In Barangay Old Balara and Barangay Mariblo, both in Quezon City, recipient families were harassed and forced to give away part of their cash benefits.

Similar anomalies were reported to have occurred in Tondo, Manila; San Mateo, Rizal and Hagonoy, Bulacan.

As I’ve said earlier, another thing we got out of experiencing this crisis is unmasking the nincompoops and the incompetents, particularly the barangay chairmen and councilmen.

This is why I tend to support the proposal to raise the qualifications of future candidates running for barangay posts. Now they only have to be a natural-born Filipino citizen and of legal age.

I agree that the inefficient and chaotic implementation of the SAP at the grassroots level may be partly blamed for the incompetence and corruption of many barangay officials who are ineligible for civil service in the first place.

Contrastingly, most of those holding office in the Sangguninang Kabataan (SK) have college-level education compared to the barangay captain and the kagawad.

Just maybe, with a little more education, barangay officials would be able to perform their duties and responsibilities better, and would be more accountable for their actions.

Meanwhile, we are hoping that the Inter-Agency Task Force (IATF) for Emerging Infectious Diseases would be able to strike a balance between the medical and socio-economic responses to the pandemic crisis.

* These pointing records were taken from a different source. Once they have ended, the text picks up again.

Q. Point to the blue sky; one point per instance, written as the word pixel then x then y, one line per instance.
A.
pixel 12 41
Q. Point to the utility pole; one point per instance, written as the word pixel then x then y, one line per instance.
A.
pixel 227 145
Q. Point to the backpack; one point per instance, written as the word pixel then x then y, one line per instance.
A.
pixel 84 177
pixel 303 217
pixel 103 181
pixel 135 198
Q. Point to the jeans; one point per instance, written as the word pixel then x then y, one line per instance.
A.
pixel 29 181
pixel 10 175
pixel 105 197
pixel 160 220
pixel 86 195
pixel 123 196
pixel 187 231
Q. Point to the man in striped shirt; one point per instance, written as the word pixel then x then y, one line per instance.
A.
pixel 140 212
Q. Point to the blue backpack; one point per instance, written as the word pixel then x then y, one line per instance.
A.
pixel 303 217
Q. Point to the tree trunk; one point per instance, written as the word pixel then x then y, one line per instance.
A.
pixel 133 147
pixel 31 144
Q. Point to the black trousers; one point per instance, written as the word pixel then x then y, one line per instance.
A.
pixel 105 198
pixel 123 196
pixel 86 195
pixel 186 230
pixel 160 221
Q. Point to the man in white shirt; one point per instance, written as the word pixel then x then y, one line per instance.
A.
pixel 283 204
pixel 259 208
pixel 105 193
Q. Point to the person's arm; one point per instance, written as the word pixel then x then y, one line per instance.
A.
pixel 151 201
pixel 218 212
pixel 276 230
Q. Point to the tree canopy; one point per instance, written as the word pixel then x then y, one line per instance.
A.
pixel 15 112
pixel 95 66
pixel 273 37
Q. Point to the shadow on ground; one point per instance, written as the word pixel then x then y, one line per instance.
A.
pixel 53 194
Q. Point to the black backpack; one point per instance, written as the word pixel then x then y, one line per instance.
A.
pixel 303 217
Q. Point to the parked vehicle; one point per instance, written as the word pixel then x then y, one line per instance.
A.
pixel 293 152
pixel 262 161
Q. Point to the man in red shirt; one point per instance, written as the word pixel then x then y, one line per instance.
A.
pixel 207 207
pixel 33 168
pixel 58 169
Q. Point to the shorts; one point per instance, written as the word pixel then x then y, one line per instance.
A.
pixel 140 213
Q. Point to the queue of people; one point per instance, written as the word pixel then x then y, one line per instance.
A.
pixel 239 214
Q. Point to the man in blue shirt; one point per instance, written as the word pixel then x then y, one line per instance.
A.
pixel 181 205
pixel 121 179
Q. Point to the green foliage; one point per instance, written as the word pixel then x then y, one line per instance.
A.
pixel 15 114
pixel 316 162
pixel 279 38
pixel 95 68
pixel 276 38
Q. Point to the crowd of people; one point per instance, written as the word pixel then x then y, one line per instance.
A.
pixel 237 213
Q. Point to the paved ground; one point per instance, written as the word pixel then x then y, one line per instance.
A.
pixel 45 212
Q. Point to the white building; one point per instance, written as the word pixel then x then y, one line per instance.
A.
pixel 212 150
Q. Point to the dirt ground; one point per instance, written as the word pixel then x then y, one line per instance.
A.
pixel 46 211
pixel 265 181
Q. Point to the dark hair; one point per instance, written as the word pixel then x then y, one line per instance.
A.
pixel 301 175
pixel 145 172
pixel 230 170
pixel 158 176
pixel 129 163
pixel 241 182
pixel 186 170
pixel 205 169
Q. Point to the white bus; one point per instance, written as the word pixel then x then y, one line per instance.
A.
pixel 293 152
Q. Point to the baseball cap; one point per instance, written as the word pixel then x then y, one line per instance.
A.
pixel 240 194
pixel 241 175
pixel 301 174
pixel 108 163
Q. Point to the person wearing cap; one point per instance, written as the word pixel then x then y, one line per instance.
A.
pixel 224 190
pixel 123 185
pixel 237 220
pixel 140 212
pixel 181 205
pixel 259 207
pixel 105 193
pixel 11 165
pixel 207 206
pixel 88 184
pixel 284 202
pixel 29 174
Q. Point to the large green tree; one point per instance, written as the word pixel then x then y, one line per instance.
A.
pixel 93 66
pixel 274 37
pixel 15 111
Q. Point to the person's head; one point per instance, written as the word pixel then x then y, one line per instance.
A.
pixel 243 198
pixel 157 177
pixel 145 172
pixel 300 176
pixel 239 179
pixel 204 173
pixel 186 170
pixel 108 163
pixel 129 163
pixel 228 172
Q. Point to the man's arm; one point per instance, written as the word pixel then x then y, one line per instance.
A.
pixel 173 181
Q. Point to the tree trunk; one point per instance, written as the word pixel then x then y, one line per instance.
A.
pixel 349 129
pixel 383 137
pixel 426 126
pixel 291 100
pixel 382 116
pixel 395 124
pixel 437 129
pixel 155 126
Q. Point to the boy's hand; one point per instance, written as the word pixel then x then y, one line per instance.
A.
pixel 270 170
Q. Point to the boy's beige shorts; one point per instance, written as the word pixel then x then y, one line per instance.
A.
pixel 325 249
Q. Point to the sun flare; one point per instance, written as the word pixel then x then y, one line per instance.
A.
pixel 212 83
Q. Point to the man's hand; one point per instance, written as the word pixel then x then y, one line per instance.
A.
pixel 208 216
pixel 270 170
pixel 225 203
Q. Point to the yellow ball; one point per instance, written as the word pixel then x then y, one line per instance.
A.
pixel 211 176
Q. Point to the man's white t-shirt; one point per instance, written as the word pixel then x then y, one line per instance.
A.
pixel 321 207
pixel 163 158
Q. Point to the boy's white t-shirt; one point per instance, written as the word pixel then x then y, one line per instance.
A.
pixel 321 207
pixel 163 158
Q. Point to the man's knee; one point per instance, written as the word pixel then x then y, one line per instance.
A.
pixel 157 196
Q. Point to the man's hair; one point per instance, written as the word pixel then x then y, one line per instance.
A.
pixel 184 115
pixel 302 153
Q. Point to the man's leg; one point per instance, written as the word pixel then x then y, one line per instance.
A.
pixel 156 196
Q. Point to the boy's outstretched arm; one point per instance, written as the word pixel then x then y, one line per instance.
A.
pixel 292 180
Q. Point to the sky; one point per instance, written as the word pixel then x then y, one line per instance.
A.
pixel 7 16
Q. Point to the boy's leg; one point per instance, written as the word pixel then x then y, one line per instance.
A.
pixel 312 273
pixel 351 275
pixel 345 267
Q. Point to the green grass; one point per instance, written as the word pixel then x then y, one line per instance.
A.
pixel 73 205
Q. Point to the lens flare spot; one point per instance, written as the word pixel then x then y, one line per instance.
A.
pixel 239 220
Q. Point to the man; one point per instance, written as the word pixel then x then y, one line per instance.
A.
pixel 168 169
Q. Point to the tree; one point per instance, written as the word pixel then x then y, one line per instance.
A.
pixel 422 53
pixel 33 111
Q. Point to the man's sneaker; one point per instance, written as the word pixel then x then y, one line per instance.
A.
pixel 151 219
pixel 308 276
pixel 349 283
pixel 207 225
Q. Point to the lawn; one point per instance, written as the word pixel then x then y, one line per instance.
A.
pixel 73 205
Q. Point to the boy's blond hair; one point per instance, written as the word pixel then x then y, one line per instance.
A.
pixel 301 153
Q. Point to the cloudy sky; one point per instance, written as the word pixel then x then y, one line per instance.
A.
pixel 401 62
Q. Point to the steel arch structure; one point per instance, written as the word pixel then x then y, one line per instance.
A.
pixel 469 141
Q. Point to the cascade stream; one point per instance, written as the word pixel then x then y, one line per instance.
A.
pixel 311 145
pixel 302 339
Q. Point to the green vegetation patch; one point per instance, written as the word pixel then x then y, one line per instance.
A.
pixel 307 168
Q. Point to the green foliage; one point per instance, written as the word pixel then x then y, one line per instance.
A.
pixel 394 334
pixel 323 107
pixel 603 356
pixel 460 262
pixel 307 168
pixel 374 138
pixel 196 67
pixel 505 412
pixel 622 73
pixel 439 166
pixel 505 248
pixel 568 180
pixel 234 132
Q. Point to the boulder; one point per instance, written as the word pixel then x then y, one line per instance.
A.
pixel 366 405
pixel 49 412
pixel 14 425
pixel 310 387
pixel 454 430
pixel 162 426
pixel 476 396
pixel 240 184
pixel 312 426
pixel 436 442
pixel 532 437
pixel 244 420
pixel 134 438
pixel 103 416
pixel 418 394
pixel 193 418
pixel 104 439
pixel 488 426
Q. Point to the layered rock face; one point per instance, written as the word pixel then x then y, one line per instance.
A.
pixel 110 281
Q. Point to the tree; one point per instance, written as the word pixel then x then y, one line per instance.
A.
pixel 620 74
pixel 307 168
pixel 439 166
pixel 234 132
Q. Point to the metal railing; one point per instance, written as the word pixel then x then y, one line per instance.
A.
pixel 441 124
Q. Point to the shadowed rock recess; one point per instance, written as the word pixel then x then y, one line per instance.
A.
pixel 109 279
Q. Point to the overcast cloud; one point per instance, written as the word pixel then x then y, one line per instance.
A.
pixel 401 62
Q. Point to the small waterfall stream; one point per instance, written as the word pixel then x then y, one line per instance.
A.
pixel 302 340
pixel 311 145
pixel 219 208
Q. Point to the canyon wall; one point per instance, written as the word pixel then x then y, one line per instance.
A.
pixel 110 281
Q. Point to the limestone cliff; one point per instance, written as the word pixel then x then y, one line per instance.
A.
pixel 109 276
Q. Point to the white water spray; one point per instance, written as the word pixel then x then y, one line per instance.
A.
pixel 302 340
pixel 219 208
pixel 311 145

While other countries, particularly our neighbors in Asia, are taking steps toward reopening business so that their economies may recover, we are still debating whether or not we remain on lockdown.

Perhaps the IATF could consider a holistic approach now that we are seeing encouraging signs of a trend towards the flattening of COVID-19’s epidemiological curve.

Mass testing, persistent contact-tracing, and treatment – not lockdown alone – will free us from COVID-19 pandemic.